Rack O’ Ribs Cutting Board General Woodworking
Whimsical, perhaps, but practical all the same, this cutting board is perfect for carving up a full rack of ribs hot off the barbecue. The idea came to me while cutting roast beef – how it would be convenient to have a cutting board specifically for that. It wasn’t a leap to consider one for ribs, as well.
This project needs two types of wood: one that is light in colour to look like bone, and one that represents the “meat” – a darker colour, brown or reddish is best. Looking around my shop, I found lots of short pieces of maple to use for the bones, but not much that I could use as the meat.
As I am doing my house renovations at this time, I had a piece of floor joist that was cut out and removed. This is Douglas fir, and has darkened over time:
I was surprised by the hardness and density of this wood, and thought it is certainly hard enough for a cutting board. As shown above, the growth rings are very tight. It was just a matter of removing the rusty nails and cutting the plank into usable pieces.
To be on the safe side, I changed the blade in my table saw, putting in an older (but freshly sharpened) blade to cut up the plank. Better to ruin a used blade than a new one, but luckily I was able to find all of the nails and didn’t hit any. The plank was just over 8″ wide, so I split it into four pieces, about 2″ wide:
I then carefully selected the best parts of each, enough to get the eight pieces I needed. The parts were cut down to a final width of 1-3/4″ and a thickness of 1-1/2″.

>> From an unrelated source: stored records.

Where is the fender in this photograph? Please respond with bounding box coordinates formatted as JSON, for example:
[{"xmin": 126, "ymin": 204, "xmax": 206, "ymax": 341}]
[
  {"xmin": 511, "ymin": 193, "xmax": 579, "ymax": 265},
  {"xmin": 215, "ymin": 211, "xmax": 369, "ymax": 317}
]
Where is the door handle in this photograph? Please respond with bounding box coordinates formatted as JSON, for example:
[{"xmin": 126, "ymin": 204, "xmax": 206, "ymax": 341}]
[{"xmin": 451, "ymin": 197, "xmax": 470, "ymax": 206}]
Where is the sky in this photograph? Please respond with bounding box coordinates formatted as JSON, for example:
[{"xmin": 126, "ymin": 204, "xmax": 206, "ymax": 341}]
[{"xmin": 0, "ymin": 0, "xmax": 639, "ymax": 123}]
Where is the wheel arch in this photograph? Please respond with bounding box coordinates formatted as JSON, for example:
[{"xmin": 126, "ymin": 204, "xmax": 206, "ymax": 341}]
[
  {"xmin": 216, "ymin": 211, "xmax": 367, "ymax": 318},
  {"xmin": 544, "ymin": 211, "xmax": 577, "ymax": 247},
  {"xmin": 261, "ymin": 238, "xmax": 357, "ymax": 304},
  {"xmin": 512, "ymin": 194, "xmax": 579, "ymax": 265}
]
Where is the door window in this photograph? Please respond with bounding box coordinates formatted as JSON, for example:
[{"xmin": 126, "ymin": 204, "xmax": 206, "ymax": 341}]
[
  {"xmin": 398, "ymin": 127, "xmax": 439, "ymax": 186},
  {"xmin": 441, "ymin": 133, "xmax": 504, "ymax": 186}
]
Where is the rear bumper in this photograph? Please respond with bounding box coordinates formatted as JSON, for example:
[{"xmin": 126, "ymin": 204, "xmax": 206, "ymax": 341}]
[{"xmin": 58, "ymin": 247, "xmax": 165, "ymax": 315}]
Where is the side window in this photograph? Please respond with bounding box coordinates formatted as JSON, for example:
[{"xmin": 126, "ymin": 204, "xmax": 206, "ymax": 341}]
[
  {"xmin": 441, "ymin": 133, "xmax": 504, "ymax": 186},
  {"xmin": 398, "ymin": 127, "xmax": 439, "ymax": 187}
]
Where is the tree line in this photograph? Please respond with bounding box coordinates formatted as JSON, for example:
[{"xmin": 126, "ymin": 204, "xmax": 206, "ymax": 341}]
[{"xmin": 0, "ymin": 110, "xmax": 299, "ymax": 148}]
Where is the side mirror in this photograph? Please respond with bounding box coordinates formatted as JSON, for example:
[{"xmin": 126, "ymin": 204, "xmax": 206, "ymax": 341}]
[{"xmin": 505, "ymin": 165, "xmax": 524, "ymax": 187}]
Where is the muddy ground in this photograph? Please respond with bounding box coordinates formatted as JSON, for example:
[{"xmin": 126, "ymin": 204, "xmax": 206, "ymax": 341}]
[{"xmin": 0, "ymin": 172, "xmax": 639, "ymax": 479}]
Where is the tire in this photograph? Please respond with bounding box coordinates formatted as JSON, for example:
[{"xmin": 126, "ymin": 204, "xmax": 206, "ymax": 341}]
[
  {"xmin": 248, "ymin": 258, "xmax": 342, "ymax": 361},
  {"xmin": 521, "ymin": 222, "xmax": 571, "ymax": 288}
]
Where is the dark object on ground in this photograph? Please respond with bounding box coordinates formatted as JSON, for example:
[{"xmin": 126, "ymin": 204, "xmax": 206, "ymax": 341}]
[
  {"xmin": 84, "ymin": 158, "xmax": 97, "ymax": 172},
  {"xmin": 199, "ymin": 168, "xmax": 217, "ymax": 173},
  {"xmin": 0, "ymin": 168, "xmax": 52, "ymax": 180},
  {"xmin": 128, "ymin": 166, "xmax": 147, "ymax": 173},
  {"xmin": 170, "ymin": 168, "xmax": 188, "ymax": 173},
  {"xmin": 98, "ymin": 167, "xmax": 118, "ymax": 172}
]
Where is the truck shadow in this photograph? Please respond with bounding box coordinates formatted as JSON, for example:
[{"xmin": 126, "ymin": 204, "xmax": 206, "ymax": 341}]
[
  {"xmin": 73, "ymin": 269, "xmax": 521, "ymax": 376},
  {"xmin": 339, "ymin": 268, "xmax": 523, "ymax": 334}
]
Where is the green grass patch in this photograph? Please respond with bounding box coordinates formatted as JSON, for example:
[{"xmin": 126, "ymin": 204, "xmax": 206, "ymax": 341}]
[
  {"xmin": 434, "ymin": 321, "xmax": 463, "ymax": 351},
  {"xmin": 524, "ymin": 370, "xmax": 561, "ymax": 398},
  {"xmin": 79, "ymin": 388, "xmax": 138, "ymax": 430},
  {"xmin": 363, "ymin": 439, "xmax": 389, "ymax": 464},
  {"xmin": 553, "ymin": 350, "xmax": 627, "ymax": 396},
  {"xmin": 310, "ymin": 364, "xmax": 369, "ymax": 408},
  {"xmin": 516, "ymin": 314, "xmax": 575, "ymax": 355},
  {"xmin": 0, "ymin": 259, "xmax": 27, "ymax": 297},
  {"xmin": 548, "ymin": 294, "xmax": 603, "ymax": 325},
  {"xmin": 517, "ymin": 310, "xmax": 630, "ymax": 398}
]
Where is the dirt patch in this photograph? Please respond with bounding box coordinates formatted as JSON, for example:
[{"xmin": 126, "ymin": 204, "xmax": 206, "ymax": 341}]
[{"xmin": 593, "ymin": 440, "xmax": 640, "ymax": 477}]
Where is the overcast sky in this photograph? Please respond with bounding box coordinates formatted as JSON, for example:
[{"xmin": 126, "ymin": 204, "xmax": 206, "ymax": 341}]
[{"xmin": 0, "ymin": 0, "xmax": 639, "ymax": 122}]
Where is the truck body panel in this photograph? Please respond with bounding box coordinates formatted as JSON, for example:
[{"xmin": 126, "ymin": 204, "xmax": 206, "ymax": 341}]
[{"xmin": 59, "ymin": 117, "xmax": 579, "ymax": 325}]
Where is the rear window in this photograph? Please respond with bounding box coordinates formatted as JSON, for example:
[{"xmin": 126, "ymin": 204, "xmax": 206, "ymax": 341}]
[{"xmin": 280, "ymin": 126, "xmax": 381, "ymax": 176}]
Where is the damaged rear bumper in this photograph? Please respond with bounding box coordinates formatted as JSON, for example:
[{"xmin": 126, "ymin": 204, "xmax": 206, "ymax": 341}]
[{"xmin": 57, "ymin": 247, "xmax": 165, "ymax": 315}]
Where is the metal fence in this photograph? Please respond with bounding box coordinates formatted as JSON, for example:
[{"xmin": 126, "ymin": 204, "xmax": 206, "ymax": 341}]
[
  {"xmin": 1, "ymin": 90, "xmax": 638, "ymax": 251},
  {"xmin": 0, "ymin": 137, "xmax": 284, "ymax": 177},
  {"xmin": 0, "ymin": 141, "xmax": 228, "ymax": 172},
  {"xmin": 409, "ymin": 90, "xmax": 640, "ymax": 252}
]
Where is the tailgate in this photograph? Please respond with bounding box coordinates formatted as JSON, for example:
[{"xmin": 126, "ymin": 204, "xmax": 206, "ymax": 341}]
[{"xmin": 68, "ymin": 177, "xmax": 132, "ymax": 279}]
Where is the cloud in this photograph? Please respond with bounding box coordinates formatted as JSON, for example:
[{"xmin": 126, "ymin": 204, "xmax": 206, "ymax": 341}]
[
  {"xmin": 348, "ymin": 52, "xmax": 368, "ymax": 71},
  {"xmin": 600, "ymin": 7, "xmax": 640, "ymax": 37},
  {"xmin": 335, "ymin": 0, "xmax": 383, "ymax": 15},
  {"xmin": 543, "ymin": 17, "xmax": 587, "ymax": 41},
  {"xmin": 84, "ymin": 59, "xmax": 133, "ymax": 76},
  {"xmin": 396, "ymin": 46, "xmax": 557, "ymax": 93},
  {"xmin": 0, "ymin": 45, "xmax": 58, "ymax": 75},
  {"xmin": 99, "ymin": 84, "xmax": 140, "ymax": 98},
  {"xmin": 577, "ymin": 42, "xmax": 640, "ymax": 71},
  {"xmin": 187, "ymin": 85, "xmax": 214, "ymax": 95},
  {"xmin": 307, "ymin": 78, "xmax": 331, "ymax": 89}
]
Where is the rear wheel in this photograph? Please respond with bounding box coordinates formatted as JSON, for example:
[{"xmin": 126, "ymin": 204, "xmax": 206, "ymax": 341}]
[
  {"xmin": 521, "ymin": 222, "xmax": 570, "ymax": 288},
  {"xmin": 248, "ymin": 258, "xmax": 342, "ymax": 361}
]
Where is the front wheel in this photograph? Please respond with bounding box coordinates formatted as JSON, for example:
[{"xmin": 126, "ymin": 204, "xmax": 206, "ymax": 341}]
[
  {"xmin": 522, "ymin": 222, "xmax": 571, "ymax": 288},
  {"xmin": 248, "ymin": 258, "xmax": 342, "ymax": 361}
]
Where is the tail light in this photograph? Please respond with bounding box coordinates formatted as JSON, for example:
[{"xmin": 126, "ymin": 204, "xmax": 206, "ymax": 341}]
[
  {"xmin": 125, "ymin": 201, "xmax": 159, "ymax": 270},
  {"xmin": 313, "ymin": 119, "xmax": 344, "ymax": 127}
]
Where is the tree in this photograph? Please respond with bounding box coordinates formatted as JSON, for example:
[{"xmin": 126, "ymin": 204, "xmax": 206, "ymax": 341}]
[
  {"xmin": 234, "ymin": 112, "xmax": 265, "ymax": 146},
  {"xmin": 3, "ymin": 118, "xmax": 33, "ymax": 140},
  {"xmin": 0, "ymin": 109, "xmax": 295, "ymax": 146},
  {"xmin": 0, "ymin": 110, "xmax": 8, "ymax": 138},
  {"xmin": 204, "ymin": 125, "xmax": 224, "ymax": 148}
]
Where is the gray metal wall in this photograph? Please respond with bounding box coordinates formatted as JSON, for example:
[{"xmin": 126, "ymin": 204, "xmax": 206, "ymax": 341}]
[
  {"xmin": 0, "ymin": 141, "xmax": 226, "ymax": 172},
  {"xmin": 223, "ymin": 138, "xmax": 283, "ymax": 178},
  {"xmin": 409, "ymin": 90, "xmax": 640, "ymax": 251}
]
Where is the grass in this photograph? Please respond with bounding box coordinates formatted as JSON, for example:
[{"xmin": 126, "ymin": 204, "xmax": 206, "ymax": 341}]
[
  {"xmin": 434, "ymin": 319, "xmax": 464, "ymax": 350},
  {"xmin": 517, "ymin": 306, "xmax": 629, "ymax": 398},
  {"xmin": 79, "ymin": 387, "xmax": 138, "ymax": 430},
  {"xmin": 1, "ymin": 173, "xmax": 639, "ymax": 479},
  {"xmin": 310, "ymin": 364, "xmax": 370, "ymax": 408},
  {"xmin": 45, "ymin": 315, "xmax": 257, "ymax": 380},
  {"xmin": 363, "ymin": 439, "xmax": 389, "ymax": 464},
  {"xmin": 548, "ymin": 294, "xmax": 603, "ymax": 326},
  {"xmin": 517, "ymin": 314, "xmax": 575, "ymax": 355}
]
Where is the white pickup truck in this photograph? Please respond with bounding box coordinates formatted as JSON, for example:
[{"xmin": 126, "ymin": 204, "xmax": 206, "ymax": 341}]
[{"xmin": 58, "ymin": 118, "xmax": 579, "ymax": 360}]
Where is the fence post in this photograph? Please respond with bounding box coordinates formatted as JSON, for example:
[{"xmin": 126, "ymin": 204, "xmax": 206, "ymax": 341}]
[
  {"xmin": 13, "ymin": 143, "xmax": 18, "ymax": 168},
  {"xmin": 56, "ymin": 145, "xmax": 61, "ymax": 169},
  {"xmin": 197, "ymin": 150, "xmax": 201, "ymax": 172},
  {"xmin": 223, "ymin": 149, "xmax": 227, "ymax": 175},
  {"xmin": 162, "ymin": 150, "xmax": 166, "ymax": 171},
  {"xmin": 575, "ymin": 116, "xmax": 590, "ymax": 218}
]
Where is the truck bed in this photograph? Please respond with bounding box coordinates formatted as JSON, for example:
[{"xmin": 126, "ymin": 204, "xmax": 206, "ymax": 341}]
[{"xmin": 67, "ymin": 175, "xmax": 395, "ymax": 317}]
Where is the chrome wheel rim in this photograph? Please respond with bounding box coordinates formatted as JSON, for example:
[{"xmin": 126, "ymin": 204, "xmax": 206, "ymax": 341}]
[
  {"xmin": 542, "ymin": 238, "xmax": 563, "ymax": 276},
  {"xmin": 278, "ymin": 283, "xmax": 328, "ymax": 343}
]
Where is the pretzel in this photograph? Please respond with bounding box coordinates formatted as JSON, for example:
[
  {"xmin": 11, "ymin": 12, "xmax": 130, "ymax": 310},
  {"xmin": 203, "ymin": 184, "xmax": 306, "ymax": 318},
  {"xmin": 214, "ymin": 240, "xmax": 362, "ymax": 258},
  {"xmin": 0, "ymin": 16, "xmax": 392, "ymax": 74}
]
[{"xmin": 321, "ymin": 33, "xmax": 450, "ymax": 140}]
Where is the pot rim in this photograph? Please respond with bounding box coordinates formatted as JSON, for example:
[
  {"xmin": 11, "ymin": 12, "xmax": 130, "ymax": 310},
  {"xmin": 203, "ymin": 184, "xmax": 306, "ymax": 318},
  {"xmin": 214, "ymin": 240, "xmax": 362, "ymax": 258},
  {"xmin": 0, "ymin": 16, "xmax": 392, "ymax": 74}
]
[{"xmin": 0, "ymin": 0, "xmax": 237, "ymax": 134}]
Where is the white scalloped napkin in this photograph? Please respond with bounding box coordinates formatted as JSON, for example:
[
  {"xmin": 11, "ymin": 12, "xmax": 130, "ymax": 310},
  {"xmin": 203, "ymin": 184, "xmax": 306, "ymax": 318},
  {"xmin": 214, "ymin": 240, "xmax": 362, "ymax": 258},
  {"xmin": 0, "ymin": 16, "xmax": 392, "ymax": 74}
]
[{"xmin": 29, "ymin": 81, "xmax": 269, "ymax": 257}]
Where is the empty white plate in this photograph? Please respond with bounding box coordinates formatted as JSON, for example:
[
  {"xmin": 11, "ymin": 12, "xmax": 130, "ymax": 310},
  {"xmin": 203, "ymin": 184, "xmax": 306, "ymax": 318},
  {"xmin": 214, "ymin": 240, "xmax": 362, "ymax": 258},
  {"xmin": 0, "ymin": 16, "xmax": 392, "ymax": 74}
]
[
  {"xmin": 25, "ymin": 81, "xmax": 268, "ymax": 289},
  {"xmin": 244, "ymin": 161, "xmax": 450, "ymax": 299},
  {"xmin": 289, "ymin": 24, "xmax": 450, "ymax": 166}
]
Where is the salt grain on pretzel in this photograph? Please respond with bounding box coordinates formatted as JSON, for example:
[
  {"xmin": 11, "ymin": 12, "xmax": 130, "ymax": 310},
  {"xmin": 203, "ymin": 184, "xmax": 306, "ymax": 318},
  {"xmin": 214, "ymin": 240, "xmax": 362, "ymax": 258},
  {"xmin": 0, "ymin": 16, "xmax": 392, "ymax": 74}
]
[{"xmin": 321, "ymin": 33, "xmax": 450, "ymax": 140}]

There wasn’t much planning involved with this project. The idea to get started on it popped into my head while I was doing something else, and I took a break from that to do some figuring and wrote the measurements for the parts on a piece of wood:
The cutting board tapers from one side to the other, to make it look more like a real rack of ribs. To do this, the parts get gradually shorter from one side to the other. There was a limit on the taper and width, since it had to have enough usable space for cutting.
With the fir parts cut, I arranged them with their best side up, for the top of the cutting board:
The maple “bones” were cut next. I made these 1″ wide and 1-1/2″ thick.
This is where it may seem strange, but I had to glue the parts together as shown, with the maple parts overlapping the fir parts by about 1/4″. The purpose for this was to cut through both layers, so the parts will be an exact fit to each other:
My homemade band saw with a 2 tpi blade makes quick work of the cutting.
After all of the parts were cut, I trimmed off the excess on the table saw:
Just the ends of each piece were sanded to shape. The fir was sanded concave, on the spindle sander, while the maple bones were rounded on the disk sander:
The parts were then glued together. I used a waterproof wood glue and left the board to dry overnight.
The next day the board was sanded, using various tools:
Finished, the board was given a coat of mineral oil to soak into the wood and protect it.
I made a video:
A fun little project, it cost next to nothing and didn’t take long to build. It was made to be interesting to look at, but still be a very usable cutting board with a good sized work area.
Just in time to get some ribs on the grill!